Other participants of the round were existing investors like Ribbit Capital, Tiger Global, Y Combinator, and Matrix Partners After this round of funding, the value of the company has been little more than USD 1 billion. After this round, the startup has entered the prestigious unicorn club of Indian startups.
The startup plans to use the funds collected to grow itself in the neo-banking offerings to have features like vendor payment, tax management, and expenses.
About the razorpay
Started in 2014, by IIT Roorkee graduates Harshil Mathur and Shashank Kumar, Razorpay is a fintech startup that is engaged in accepting, processing, and distributing money for small businesses on online mode. The idea of the startup came when the founders realized the difficulty faced by the small businesses and enterprises to accept money online. It is when these two people began looking for options around a payment processing business.
The startup was founded at a time when there were a handful of fintech firms that looked after the payment processes of small businesses.
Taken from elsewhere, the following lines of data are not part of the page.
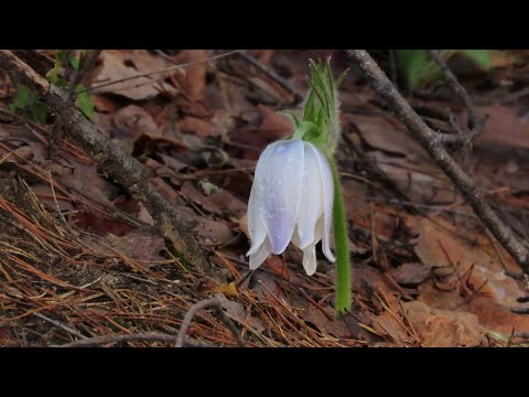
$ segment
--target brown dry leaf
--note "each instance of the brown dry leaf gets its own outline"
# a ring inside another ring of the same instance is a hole
[[[428,154],[408,133],[406,127],[386,115],[344,114],[345,121],[354,124],[361,137],[375,149],[400,154],[408,159],[428,159]]]
[[[95,83],[94,86],[161,71],[171,66],[171,64],[162,57],[152,55],[145,50],[107,50],[101,53],[100,58],[102,66],[95,77],[97,83]],[[152,98],[159,95],[160,92],[166,92],[175,96],[177,94],[176,88],[162,82],[170,73],[171,72],[160,73],[151,77],[142,76],[97,88],[94,92],[122,95],[134,100]]]
[[[98,253],[116,256],[121,254],[145,268],[150,268],[164,258],[160,253],[165,249],[165,242],[153,226],[136,228],[125,236],[109,234],[106,238],[85,235],[82,240]]]
[[[231,135],[234,141],[263,148],[270,142],[284,138],[292,131],[293,124],[284,115],[277,114],[263,105],[257,105],[257,110],[261,116],[259,127],[236,131]],[[259,153],[252,151],[251,154],[257,157]]]
[[[327,315],[325,315],[313,304],[309,304],[306,310],[300,311],[300,315],[305,322],[310,322],[317,326],[323,334],[328,334],[337,339],[344,339],[350,335],[350,331],[342,319],[330,320],[327,315],[334,319],[334,313],[328,311]]]
[[[425,347],[477,346],[483,341],[475,314],[435,310],[419,301],[404,302],[402,308]]]
[[[230,301],[223,293],[215,293],[214,297],[220,301],[223,309],[226,310],[226,313],[229,316],[233,316],[239,321],[245,321],[246,310],[241,303]]]
[[[389,275],[399,285],[419,285],[431,276],[431,268],[418,262],[407,262],[389,270]]]
[[[106,95],[90,95],[90,99],[98,112],[114,112],[118,108],[117,104]]]
[[[520,304],[516,304],[519,307]],[[468,310],[479,318],[479,323],[486,329],[510,335],[516,332],[529,332],[529,316],[517,314],[490,299],[476,297],[468,305]]]
[[[194,133],[202,139],[206,137],[215,137],[220,133],[220,130],[214,122],[197,117],[186,116],[177,120],[176,125],[182,132]]]
[[[228,282],[227,285],[220,285],[213,290],[214,292],[224,293],[226,297],[238,297],[239,292],[237,291],[237,287],[235,282]]]
[[[384,311],[373,319],[374,330],[380,334],[390,336],[397,344],[404,346],[414,343],[409,331],[389,311]],[[402,319],[401,319],[402,321]]]
[[[153,226],[142,226],[122,237],[107,236],[111,247],[118,253],[138,261],[163,260],[160,253],[165,249],[165,242]],[[143,265],[143,264],[141,264]]]
[[[523,294],[520,286],[505,275],[504,268],[488,238],[467,235],[469,240],[476,240],[472,246],[460,236],[465,236],[465,230],[456,227],[442,218],[434,217],[435,224],[423,217],[407,216],[407,225],[419,233],[415,254],[422,264],[433,268],[452,268],[457,277],[463,277],[474,265],[468,283],[474,289],[487,283],[479,293],[487,294],[498,303],[515,305],[516,299]],[[503,255],[506,264],[512,262],[508,255]],[[508,265],[508,268],[516,265]],[[465,279],[467,277],[465,276]],[[430,304],[430,303],[429,303]]]
[[[132,153],[138,138],[158,132],[158,126],[152,116],[136,105],[119,109],[114,114],[111,121],[110,138],[118,140],[128,153]]]
[[[204,244],[223,245],[231,242],[235,233],[226,222],[214,221],[208,216],[197,216],[188,207],[179,207],[179,214],[190,224],[195,224],[194,232]]]

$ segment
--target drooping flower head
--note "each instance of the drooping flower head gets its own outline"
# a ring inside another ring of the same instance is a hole
[[[336,86],[343,76],[333,78],[328,61],[311,68],[302,121],[291,114],[291,137],[269,144],[257,163],[248,202],[250,269],[270,254],[282,254],[290,243],[303,250],[307,275],[316,270],[320,240],[325,257],[335,260],[330,247],[334,182],[327,157],[333,157],[339,137]]]
[[[250,269],[290,242],[303,250],[307,275],[316,270],[316,244],[334,261],[330,248],[333,175],[325,155],[301,139],[271,143],[261,154],[248,202]]]

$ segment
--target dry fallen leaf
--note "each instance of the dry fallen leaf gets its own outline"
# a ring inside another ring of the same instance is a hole
[[[107,50],[101,53],[101,62],[102,66],[95,76],[95,87],[114,81],[161,71],[171,66],[171,64],[162,57],[152,55],[145,50]],[[162,82],[165,76],[168,76],[168,73],[155,74],[151,77],[142,76],[97,88],[94,93],[111,93],[134,100],[152,98],[162,90],[175,96],[177,94],[176,88]]]
[[[402,303],[407,320],[425,347],[477,346],[483,341],[477,315],[429,308],[423,302]]]
[[[228,282],[227,285],[220,285],[213,290],[214,292],[224,293],[226,297],[238,297],[239,292],[237,292],[237,287],[235,282]]]

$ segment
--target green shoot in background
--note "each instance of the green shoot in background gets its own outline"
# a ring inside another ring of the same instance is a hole
[[[79,50],[69,55],[68,62],[75,71],[79,69],[79,55],[84,52],[86,52],[86,50]],[[54,55],[55,63],[53,68],[47,73],[46,78],[50,83],[60,88],[68,88],[68,82],[66,82],[66,79],[60,75],[66,52],[58,50],[54,52]],[[86,87],[83,84],[76,85],[76,105],[89,120],[94,121],[94,103],[85,89]],[[46,124],[50,116],[47,106],[39,99],[34,92],[24,85],[19,86],[17,93],[14,94],[14,99],[9,105],[8,109],[25,119],[40,124]]]

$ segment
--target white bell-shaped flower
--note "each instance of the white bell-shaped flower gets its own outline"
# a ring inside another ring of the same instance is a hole
[[[270,254],[282,254],[292,242],[303,250],[309,276],[316,271],[316,244],[323,239],[325,257],[331,251],[333,174],[325,155],[301,139],[269,144],[256,168],[248,201],[250,269],[257,269]]]

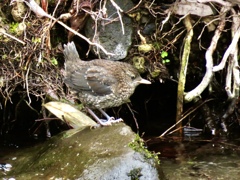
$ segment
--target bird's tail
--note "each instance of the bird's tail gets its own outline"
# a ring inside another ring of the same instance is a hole
[[[66,62],[80,60],[74,42],[69,42],[66,45],[64,44],[63,46],[64,46],[63,54]]]

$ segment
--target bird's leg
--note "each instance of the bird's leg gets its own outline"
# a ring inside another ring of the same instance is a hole
[[[111,126],[112,125],[111,122],[109,122],[109,121],[104,122],[104,120],[97,117],[97,115],[91,109],[89,109],[89,108],[86,108],[86,109],[87,109],[88,113],[91,114],[91,116],[102,126]]]
[[[110,117],[105,111],[103,111],[100,108],[98,108],[98,110],[107,118],[107,121],[109,121],[111,123],[118,123],[118,122],[123,121],[122,118],[115,119],[114,117]]]
[[[121,118],[116,119],[114,117],[110,117],[106,112],[104,112],[102,109],[98,109],[107,119],[100,119],[91,109],[86,108],[88,113],[91,114],[91,116],[102,126],[111,126],[112,123],[118,123],[123,121]]]

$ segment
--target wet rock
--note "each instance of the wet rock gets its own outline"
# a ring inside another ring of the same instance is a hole
[[[4,178],[163,179],[153,159],[128,146],[135,137],[124,123],[97,129],[87,127],[79,132],[70,130],[5,157],[12,168],[4,173]]]
[[[116,0],[115,2],[123,11],[128,11],[134,7],[133,3],[129,0]],[[90,39],[94,37],[93,42],[100,43],[108,52],[115,54],[109,57],[94,46],[92,52],[95,55],[100,55],[102,59],[124,59],[132,43],[132,21],[129,17],[121,13],[125,31],[123,34],[121,22],[116,19],[119,17],[116,8],[110,1],[107,1],[106,8],[108,17],[98,20],[97,30],[95,29],[95,21],[89,18],[85,27],[85,34]]]

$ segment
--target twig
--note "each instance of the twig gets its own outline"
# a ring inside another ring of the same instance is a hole
[[[20,42],[20,43],[22,43],[23,45],[26,44],[26,43],[23,42],[22,40],[14,37],[14,36],[12,36],[11,34],[6,33],[6,32],[4,31],[4,29],[2,29],[2,28],[0,29],[0,34],[1,34],[1,33],[4,34],[4,35],[6,35],[6,36],[8,36],[8,37],[10,37],[10,38],[12,38],[12,39],[14,39],[14,40],[16,40],[16,41],[18,41],[18,42]]]
[[[212,38],[211,44],[208,47],[206,53],[205,53],[205,58],[206,58],[206,73],[200,82],[200,84],[195,87],[193,90],[190,92],[187,92],[185,94],[184,100],[186,102],[191,102],[195,97],[199,96],[209,85],[212,76],[213,76],[213,53],[217,47],[218,40],[222,34],[222,31],[224,29],[225,23],[226,23],[226,13],[230,10],[230,7],[222,7],[221,9],[221,20],[219,22],[219,25],[215,31],[215,34]]]
[[[125,30],[124,30],[124,26],[123,26],[123,21],[122,21],[122,15],[120,12],[123,12],[123,10],[113,1],[113,0],[110,0],[112,5],[116,8],[117,10],[117,13],[118,13],[118,17],[120,19],[120,23],[121,23],[121,26],[122,26],[122,32],[123,32],[123,35],[125,34]]]
[[[64,28],[66,28],[67,30],[69,30],[73,34],[75,34],[75,35],[79,36],[80,38],[84,39],[85,41],[87,41],[90,45],[94,45],[94,46],[97,46],[98,48],[100,48],[106,55],[114,55],[113,53],[107,52],[107,50],[105,50],[104,47],[102,47],[100,44],[91,42],[87,37],[85,37],[82,34],[78,33],[77,31],[75,31],[74,29],[70,28],[69,26],[67,26],[63,22],[57,20],[53,16],[47,14],[34,0],[29,0],[29,2],[27,0],[19,0],[19,1],[25,2],[27,4],[27,6],[30,7],[30,9],[37,16],[39,16],[39,17],[47,17],[49,19],[52,19],[52,20],[56,21],[58,24],[62,25]]]

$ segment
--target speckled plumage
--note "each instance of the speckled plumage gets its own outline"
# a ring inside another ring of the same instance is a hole
[[[73,42],[64,45],[63,53],[65,83],[77,91],[81,102],[90,108],[120,106],[128,101],[139,84],[150,84],[130,64],[101,59],[80,60]]]

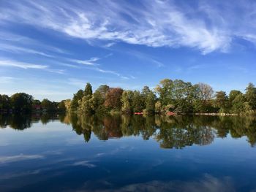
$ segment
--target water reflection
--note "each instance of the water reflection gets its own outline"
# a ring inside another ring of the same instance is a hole
[[[32,123],[59,120],[71,124],[78,135],[83,135],[86,142],[93,133],[99,140],[122,137],[152,138],[162,148],[184,148],[192,145],[207,145],[214,137],[225,138],[230,133],[233,138],[247,137],[252,147],[256,144],[256,118],[212,117],[212,116],[86,116],[75,114],[43,114],[30,116],[0,115],[0,127],[10,126],[23,130]]]

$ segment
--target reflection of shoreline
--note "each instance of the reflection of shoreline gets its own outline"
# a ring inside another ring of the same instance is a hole
[[[72,125],[73,131],[89,142],[93,132],[99,140],[123,137],[153,138],[163,148],[183,148],[192,145],[210,145],[214,137],[247,137],[251,146],[256,143],[256,118],[216,115],[77,115],[45,113],[42,115],[0,115],[0,127],[24,130],[33,123],[59,120]]]

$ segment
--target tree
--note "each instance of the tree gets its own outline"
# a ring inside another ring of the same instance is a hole
[[[209,85],[200,82],[196,84],[195,86],[197,87],[199,99],[206,101],[212,99],[214,90]]]
[[[92,114],[91,96],[87,95],[83,96],[82,99],[78,101],[78,111],[81,113]]]
[[[234,113],[244,112],[246,110],[246,99],[242,93],[238,94],[231,102],[231,112]]]
[[[155,88],[156,92],[159,96],[159,101],[162,105],[172,103],[173,82],[171,80],[164,79],[159,85]]]
[[[113,88],[108,92],[104,103],[105,107],[110,110],[120,110],[122,104],[121,102],[121,98],[123,91],[123,89],[117,88]]]
[[[256,110],[256,88],[252,82],[246,88],[245,97],[252,110]]]
[[[92,88],[90,82],[87,82],[86,88],[83,92],[84,96],[91,96],[92,95]]]
[[[10,97],[7,95],[0,94],[0,110],[9,110],[10,107]]]
[[[83,96],[83,91],[80,89],[78,91],[74,94],[73,99],[71,101],[71,110],[76,111],[78,107],[78,101],[82,99]]]
[[[219,109],[220,112],[227,112],[228,97],[225,91],[217,91],[215,95],[215,104]]]
[[[66,111],[65,100],[62,100],[58,103],[58,110],[62,112]]]
[[[56,107],[54,104],[49,101],[48,99],[44,99],[41,102],[41,107],[44,110],[46,111],[54,111],[56,110]]]
[[[157,101],[154,104],[154,109],[156,112],[160,112],[162,110],[162,104],[159,101]]]
[[[132,101],[133,98],[133,92],[132,91],[124,91],[121,96],[122,107],[121,111],[125,113],[132,112]]]
[[[233,101],[236,98],[236,96],[241,94],[243,94],[243,93],[240,91],[237,91],[237,90],[230,91],[230,94],[228,95],[228,98],[230,103],[233,102]]]
[[[147,112],[154,113],[155,111],[156,95],[150,91],[146,98],[146,110]]]
[[[106,94],[107,93],[110,91],[110,87],[107,85],[100,85],[97,90],[96,91],[99,91],[100,93],[100,94],[102,95],[103,99],[105,100],[106,98]],[[95,91],[95,92],[96,92]]]
[[[193,86],[195,96],[193,99],[194,112],[214,112],[211,99],[214,96],[213,88],[205,83],[197,83]]]
[[[135,91],[133,92],[133,96],[132,99],[132,105],[134,112],[142,112],[145,104],[143,102],[143,96],[139,91]]]
[[[25,93],[18,93],[10,98],[10,103],[15,112],[29,112],[32,110],[33,96]]]
[[[94,112],[103,112],[104,107],[104,96],[97,90],[92,94],[91,99],[91,107]]]

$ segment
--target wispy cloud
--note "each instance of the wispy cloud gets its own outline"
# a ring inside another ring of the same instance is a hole
[[[18,67],[18,68],[22,68],[25,69],[45,69],[48,67],[46,65],[29,64],[29,63],[19,62],[19,61],[15,61],[12,60],[0,60],[0,66],[14,66],[14,67]]]
[[[96,61],[99,61],[99,58],[91,58],[88,60],[78,60],[78,59],[69,59],[69,61],[75,62],[83,65],[96,66],[98,65],[95,64]]]
[[[24,48],[18,46],[15,46],[15,45],[7,45],[7,44],[0,44],[1,49],[1,50],[5,50],[5,51],[9,51],[9,52],[12,52],[12,53],[32,53],[32,54],[37,54],[45,57],[50,57],[50,58],[53,58],[53,55],[47,54],[45,53],[41,52],[41,51],[37,51],[34,50],[32,49],[29,48]]]
[[[23,69],[41,69],[48,72],[64,74],[64,69],[51,69],[48,65],[20,62],[10,59],[0,59],[0,66],[16,67]]]
[[[199,3],[198,9],[173,1],[142,1],[140,7],[135,6],[132,1],[124,4],[120,1],[104,4],[99,1],[62,1],[61,4],[50,1],[23,1],[9,3],[10,7],[4,4],[1,18],[4,23],[10,20],[25,23],[86,41],[183,46],[206,54],[227,51],[234,37],[255,42],[252,37],[256,31],[252,14],[255,2],[224,2],[221,9],[211,1]],[[238,5],[241,11],[236,23],[233,15],[237,10],[233,4]],[[200,17],[202,15],[206,17]],[[108,43],[106,47],[113,45]]]
[[[0,84],[11,82],[15,78],[12,77],[0,77]]]
[[[115,44],[116,44],[115,42],[109,42],[109,43],[105,45],[105,47],[110,47],[113,46]]]

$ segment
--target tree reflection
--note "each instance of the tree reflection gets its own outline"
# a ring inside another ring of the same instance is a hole
[[[256,145],[255,117],[217,116],[140,116],[140,115],[77,115],[75,114],[34,114],[0,115],[0,127],[24,130],[32,123],[59,120],[72,125],[73,131],[83,135],[88,142],[93,133],[100,140],[122,137],[154,139],[162,148],[181,149],[193,145],[207,145],[214,137],[233,138],[246,136],[252,147]]]

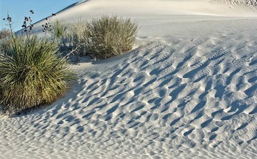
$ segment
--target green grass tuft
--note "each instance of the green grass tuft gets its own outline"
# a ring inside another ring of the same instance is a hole
[[[4,112],[17,113],[51,104],[69,89],[74,79],[58,43],[36,36],[18,36],[1,44],[0,105]]]
[[[107,58],[131,50],[136,43],[138,26],[131,19],[103,16],[86,23],[85,42],[87,54]]]

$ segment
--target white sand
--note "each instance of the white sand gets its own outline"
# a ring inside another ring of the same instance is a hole
[[[0,158],[257,157],[254,6],[91,0],[55,18],[102,14],[138,21],[135,49],[73,65],[63,99],[2,117]]]

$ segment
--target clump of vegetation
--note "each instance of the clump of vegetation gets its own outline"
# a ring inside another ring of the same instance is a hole
[[[130,19],[103,16],[86,22],[84,31],[87,53],[94,58],[107,58],[131,50],[138,25]]]
[[[11,18],[8,21],[11,26]],[[50,104],[65,94],[69,81],[74,79],[58,52],[58,43],[26,35],[12,34],[1,44],[0,105],[6,113]]]
[[[51,25],[49,33],[53,38],[59,39],[65,36],[68,29],[68,24],[66,22],[62,20],[57,20]]]
[[[59,40],[60,49],[65,55],[70,57],[76,56],[77,58],[79,56],[86,55],[85,27],[85,22],[82,20],[68,25],[67,31]]]
[[[0,30],[0,40],[11,36],[11,32],[7,29],[4,28]]]

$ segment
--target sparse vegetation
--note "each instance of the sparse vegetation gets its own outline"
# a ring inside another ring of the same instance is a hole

After the idea came, the further process was slow and took a lot of time, as the challenge and the business problem needed to be explained to the investors uncountable times.
But over time, the startup has become the largest payment provider for Indian businesses. The startup recently has even broadened its base of offerings by introducing the loan facility for the businesses and also started a neo banking platform to generate corporate credit cards and other products.
The startup which is headquartered in Bangalore has competition with PayU, a product of Proses Ventures, which works by accepting payments from many options like UPI, credit cards, debit cards, and mobile wallets.
The clients of Razorpay include Oyo, which provides lodging facility at a budget, Cred, another fintech firm that helps the users in paying their credit card bills, Facebook, a social networking site, an online shopping platform Flipkart, food delivery platforms Swiggy and Zomato, Yatra and Goibibo, which help in online booking of travel tickets, Byjus, online learning, and education platform, Zilingo which is a supply chain platform and Airtel, a big name in the telecommunication business.
The startup is one of the very few financial- technology firms that have shown growth in the past few years and aims to process about USD 25 billion in transactions for around 10 million customers in the present year itself, which is approximately around five times than the last year.
It has the goal to serve around 50 million businesses by 2025 and plans to acquire some firms as it is looking for options in the neo banking category. The founders have credited the ongoing COVID pandemic as one of the reasons for its growth as many businesses shifted their payments platform to online mode.
The founders have said that the startup has the vision to make a fruitful contribution to help the industry grow and help with the adoption in the markets and areas which are underserved and help in strategizing and driving new practices and new ideas in the industry.
Besides Razorpay many other startups have entered the Unicorn club-like Unacademy, and Pine Labs.